PARIS: Guo Guangchang Chinese billionaire is sweeten his bid for the struggling French holiday group Club Mediterranee to trump Italian tycoon Andrea Bonomi’s offer in France’s longest running takeover battle.
The $1 billion plus bid process told Guo’s conglomerate, the Shanghai based Fosun, was set to raise its bid on Monday, and that Brazilian investor Nelson Tanure would be involved in the offer.
The stock was steady at 23.94 euros. The offer said Fosun would bid 23.50 euros. Club Med shares are up more than 70 percent since the bid battle began in May 2013. Bonomi’s latest offer stands at 23 euros per share and values the French company at 874 million euros ($1.1 billion).
Bonomi and Guo have been playing takeover leapfrog for months, with both men seeing turnaround potential in a business damaged by the weak economy in its core market of Europe, and by a stalled attempt to move upmarket.
In November it said weaker demand in Europe, unrest in the Middle East and Ebola fears in Africa hit bookings and helped push it to an annual loss. Club Med’s fortunes have not improved since Guo first bid.

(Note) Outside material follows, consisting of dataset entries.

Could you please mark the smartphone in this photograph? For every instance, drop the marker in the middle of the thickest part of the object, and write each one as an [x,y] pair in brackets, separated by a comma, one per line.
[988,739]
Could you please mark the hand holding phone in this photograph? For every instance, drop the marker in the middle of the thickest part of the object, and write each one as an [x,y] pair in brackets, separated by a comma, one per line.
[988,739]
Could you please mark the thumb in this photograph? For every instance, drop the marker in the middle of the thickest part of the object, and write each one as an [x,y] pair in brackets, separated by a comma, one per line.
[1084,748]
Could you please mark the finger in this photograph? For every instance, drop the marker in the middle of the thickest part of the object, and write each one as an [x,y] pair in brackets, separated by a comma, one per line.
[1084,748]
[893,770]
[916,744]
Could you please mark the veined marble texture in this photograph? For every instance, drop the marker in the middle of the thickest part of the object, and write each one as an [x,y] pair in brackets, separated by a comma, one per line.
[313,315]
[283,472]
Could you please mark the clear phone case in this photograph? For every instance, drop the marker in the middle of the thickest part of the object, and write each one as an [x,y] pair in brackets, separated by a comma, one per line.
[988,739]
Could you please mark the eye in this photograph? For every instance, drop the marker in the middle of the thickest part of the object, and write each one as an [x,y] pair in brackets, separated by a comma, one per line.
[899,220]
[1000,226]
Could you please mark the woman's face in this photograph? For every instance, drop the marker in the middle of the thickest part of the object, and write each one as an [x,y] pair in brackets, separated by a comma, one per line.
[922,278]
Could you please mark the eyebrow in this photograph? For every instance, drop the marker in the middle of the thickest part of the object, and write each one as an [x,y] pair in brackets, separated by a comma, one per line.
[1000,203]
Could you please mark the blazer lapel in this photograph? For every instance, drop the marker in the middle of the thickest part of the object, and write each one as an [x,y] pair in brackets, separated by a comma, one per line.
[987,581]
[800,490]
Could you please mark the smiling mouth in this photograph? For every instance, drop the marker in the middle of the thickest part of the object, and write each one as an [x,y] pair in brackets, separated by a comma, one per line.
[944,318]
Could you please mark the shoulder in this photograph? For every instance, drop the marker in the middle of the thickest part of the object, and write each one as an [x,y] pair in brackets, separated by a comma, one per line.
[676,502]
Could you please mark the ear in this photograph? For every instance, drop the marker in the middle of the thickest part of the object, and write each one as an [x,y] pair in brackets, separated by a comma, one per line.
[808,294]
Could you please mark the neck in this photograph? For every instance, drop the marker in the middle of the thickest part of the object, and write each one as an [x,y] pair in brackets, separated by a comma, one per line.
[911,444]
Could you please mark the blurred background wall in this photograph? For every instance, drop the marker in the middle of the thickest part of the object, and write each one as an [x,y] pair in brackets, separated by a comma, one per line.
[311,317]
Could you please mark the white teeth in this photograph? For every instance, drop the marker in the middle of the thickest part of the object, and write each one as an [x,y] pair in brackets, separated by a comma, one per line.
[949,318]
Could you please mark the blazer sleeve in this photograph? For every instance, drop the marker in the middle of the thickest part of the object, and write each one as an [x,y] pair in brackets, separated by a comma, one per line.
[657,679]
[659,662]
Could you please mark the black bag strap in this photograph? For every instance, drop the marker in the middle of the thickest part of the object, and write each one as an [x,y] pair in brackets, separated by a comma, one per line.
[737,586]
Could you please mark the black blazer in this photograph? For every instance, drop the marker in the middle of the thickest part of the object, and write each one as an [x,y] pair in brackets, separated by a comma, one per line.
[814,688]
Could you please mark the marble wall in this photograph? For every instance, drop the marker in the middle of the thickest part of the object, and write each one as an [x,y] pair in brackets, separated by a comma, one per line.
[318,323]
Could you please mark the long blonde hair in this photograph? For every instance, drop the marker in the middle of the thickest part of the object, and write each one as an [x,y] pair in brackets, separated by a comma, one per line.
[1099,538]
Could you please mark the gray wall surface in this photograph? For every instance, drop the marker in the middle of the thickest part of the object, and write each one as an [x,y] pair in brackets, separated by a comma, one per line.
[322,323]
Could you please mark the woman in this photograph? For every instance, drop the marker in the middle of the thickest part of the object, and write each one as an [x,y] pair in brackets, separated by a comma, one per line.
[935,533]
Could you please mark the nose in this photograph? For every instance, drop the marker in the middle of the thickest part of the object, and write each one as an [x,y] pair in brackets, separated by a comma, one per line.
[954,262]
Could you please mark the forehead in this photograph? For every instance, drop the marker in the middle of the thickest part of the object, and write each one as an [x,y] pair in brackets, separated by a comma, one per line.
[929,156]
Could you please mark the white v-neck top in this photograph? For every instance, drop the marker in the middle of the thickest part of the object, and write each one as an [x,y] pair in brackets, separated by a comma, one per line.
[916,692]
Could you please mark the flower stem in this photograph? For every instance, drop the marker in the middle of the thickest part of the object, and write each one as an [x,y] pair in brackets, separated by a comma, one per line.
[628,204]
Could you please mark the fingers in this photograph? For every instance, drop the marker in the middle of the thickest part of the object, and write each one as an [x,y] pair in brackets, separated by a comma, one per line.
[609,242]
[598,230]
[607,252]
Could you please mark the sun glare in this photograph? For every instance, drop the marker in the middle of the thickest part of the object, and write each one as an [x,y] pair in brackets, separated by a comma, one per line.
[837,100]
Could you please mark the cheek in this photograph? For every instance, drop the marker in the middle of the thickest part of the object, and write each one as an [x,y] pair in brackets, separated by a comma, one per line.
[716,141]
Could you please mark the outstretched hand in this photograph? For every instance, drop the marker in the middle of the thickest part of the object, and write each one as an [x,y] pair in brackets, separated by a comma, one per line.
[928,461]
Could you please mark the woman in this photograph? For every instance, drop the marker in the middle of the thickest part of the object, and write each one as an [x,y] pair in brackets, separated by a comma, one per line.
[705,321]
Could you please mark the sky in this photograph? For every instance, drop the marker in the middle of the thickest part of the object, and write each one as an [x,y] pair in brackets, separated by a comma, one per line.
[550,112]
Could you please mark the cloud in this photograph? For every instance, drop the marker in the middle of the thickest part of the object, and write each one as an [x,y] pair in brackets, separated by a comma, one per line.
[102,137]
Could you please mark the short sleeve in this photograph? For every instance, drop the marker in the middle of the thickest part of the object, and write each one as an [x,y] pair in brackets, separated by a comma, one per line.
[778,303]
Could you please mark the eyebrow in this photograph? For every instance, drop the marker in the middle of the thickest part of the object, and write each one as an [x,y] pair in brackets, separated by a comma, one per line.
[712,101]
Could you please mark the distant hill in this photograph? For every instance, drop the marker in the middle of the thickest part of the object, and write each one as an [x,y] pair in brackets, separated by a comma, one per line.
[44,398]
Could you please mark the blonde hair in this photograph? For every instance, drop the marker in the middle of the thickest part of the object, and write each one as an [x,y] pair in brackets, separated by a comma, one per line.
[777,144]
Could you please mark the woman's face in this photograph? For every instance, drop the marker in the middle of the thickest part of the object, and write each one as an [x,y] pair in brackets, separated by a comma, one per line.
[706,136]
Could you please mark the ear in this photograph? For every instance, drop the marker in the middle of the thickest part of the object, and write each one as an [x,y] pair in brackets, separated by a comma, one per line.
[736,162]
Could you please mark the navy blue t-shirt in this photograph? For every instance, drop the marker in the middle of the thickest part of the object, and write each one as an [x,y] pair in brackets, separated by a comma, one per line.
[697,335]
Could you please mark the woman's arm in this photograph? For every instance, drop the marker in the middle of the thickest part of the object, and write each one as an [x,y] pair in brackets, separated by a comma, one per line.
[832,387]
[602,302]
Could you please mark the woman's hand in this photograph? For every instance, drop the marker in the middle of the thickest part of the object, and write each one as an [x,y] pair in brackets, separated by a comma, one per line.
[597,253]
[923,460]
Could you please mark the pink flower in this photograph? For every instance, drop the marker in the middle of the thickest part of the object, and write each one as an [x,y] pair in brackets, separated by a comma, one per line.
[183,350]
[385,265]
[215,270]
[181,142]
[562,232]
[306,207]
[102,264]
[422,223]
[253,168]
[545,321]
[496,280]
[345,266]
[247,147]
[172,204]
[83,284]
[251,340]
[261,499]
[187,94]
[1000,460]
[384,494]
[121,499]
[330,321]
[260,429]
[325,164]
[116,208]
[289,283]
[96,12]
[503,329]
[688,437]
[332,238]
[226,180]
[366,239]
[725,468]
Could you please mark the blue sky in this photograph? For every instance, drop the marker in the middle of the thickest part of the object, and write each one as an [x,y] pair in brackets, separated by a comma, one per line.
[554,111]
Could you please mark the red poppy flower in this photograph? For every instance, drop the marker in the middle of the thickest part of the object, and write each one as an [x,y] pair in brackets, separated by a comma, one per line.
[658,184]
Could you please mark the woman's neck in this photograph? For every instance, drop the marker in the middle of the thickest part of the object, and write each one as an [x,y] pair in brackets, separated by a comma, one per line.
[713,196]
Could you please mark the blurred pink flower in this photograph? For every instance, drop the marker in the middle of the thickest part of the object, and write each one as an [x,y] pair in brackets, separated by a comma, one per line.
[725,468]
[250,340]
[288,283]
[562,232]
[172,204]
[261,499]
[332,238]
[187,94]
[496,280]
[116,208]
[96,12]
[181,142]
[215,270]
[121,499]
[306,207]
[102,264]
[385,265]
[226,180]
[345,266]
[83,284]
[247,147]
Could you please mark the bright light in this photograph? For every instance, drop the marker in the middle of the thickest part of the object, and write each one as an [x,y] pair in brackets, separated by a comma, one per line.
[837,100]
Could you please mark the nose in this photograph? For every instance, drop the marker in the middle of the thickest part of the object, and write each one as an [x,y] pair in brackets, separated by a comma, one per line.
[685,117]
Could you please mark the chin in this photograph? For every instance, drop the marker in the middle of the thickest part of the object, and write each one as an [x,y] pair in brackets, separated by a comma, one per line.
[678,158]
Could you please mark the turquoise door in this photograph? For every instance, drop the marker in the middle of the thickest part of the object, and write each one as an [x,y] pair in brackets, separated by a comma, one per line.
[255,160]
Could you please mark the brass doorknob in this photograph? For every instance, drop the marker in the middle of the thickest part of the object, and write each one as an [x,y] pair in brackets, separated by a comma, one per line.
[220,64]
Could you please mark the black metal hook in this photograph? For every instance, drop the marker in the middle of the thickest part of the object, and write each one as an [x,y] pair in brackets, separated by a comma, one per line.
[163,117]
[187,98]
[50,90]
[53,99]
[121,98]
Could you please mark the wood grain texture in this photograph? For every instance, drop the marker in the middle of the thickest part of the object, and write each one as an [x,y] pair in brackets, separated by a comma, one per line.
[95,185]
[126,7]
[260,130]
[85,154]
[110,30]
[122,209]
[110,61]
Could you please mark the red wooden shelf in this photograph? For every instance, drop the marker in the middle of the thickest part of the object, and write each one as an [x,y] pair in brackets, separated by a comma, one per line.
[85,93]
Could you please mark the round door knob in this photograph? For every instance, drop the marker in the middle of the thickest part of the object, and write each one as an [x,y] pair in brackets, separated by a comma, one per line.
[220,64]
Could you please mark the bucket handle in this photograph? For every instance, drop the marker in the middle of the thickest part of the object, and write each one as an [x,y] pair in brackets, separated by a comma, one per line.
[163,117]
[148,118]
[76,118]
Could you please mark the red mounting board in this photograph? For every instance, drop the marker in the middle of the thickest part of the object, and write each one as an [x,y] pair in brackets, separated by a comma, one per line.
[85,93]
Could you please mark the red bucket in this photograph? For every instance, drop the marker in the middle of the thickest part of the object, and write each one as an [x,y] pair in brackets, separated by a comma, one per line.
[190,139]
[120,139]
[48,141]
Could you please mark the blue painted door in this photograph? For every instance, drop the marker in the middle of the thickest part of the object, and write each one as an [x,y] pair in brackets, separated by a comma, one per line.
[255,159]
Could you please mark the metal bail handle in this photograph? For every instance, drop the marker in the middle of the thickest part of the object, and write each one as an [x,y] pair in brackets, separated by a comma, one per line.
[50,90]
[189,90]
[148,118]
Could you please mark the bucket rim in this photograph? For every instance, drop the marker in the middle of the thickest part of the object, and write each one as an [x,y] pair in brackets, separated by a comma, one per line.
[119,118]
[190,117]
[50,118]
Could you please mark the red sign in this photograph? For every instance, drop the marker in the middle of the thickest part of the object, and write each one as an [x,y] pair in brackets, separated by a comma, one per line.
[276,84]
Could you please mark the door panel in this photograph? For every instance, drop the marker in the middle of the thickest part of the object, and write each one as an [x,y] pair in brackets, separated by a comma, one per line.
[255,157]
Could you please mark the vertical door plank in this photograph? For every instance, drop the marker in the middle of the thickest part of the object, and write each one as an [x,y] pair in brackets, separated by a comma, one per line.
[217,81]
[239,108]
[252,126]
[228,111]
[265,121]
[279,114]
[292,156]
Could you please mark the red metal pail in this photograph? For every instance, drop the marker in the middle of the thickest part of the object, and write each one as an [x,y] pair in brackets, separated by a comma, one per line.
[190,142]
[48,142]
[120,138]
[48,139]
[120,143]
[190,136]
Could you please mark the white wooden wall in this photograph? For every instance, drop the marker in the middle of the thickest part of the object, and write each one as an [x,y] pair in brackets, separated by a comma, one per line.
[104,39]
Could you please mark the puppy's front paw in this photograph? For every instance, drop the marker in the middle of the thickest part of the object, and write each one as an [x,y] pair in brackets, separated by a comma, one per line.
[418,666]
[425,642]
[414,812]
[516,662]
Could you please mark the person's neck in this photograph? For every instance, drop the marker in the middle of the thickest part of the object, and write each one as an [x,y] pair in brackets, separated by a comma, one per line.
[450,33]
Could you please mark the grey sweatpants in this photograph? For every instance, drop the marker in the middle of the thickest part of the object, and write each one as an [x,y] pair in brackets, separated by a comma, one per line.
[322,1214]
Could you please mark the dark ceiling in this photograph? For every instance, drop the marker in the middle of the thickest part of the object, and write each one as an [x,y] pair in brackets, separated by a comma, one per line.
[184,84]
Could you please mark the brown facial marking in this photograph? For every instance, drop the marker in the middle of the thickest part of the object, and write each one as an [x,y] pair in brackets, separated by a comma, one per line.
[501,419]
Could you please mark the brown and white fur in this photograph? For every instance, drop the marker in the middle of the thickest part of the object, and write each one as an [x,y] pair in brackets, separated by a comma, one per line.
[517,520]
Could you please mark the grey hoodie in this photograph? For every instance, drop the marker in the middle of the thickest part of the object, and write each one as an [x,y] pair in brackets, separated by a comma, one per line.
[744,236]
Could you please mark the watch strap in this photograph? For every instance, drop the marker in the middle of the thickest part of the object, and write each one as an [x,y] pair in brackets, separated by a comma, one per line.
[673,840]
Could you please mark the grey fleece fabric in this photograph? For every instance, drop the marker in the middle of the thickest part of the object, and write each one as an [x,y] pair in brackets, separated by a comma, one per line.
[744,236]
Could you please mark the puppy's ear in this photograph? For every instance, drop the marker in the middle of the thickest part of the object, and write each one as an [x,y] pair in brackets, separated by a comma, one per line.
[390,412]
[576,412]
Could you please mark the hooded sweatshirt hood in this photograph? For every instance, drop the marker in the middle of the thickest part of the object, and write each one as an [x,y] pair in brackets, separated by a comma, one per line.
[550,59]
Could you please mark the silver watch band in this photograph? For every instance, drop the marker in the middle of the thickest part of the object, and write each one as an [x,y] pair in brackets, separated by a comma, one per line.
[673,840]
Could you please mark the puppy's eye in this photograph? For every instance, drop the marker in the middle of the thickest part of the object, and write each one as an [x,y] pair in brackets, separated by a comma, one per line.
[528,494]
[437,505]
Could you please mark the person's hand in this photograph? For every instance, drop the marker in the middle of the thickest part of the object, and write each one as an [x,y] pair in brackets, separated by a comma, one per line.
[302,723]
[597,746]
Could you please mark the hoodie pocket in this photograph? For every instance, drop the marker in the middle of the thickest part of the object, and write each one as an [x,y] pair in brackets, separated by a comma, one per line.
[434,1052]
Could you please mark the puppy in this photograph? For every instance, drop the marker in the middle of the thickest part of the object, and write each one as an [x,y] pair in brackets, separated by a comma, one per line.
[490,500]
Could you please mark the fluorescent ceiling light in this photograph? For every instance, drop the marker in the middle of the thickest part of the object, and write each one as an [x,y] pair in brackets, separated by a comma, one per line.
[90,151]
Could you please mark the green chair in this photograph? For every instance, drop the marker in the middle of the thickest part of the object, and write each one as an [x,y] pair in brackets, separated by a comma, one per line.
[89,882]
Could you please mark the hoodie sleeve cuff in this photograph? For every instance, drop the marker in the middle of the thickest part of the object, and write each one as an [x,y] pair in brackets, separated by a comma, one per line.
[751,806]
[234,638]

Monday is the last day Guo, China’s richest man, can come back with a higher offer, according to rules set by the French regulator AMF. He has 18.3 percent. Bonomi has built an 18.9 percent Club Med stake, inspired by minority shareholder resistance to the first Fosun offer of 17 euros.
Further Club Med forecast to be back in the black in the coming year trades at a 12 month-forward estimated earnings of 18.82 times against 23.61 for its peers. Through his Gaillon Invest vehicle Guo’s partners also include French private equity partner Ardian, the management of Club Med, and Chinese travel agency U-Tour.